Should TSPYL1 mutation screening be included in routine diagnostics of male idiopathic infertility?

摘要

Objective: To investigate a putative role of TSPYL1 in male idiopathic infertility. Design: Clinical article. Setting: University hospital. Patient(s): A total of 104 infertile men were selected with idiopathic nonobstructive azoospermia, cryptozoospermia, oligozoospermia, oligonecrozoospermia, and oligoasthenoteratozoospermia (OAT) syndrome, along with a control group of 106 men with proven paternity. Intervention(s): Mutation screening of the coding region and parts of the 5′ and 3′ untranslated regions of the TSPYL1 gene was performed by polymerase chain reaction and sequencing. Main Outcome Measure(s): Occurrence of TSPYL1 single-nucleotide polymorphisms (SNPs) and mutations. Result(s): In these cohorts, eight known TSPYL1 SNPs were identified, none of which was significantly associated with male infertility.

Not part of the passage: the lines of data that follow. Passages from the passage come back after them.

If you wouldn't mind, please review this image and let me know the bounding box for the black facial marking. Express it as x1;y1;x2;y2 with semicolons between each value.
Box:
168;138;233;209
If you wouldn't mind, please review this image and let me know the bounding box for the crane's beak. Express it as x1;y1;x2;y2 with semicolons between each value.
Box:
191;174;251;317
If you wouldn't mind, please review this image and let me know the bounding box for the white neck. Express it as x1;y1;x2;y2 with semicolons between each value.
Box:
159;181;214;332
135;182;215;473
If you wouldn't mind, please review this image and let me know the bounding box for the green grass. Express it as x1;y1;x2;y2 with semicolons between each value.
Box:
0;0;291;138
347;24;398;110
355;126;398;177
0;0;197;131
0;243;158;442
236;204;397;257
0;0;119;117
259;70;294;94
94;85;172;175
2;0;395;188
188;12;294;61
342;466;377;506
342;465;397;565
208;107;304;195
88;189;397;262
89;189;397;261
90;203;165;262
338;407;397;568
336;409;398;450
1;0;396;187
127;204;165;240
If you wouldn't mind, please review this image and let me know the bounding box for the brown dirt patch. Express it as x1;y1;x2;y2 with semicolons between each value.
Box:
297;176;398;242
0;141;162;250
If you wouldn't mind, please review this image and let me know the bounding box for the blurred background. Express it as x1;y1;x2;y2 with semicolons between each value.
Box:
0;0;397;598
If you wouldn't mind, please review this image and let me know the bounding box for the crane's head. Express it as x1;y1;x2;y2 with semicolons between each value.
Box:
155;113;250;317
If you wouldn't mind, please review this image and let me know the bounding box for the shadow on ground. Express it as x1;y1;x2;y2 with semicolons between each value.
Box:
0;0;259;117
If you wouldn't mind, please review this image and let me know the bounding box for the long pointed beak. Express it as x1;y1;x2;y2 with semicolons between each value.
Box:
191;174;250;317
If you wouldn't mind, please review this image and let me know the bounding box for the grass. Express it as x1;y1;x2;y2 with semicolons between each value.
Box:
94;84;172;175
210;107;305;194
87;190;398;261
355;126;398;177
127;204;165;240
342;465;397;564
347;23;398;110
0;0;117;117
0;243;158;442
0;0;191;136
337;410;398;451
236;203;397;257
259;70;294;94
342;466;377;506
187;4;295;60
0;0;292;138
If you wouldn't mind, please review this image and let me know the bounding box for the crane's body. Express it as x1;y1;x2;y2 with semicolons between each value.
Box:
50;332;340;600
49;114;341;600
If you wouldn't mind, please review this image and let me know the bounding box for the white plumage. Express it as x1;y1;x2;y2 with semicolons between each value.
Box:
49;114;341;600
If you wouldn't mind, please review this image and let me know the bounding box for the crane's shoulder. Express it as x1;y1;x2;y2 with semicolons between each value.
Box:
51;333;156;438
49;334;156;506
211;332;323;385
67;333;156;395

Two potentially disease-causing variants were detected in the infertile cohort: one man with azoospermia was found to be heterozygous for the novel TSPYL1 variant c.419C>G (p.Ser140Cys), and the rare substitution c.1098C>A (p.Phe366Leu) was identified in a man with OAT syndrome in the heterozygous state. Additionally, one fertile man was found to be heterozygous for the rare variant c.487G>A (p.Val163Ile). In silico analyses predicted a nonpathogenic effect for all amino acid exchanges, although protein features might be affected by p.Ser140Cys and p.Phe366Leu, respectively. Conclusion(s): Mutations in the TSPYL1 gene do not seem to play a major role in the pathogenesis of idiopathic male infertility, and mutation screening of the TSPYL1 gene can currently not be recommended in routine diagnostics of idiopathic male infertility.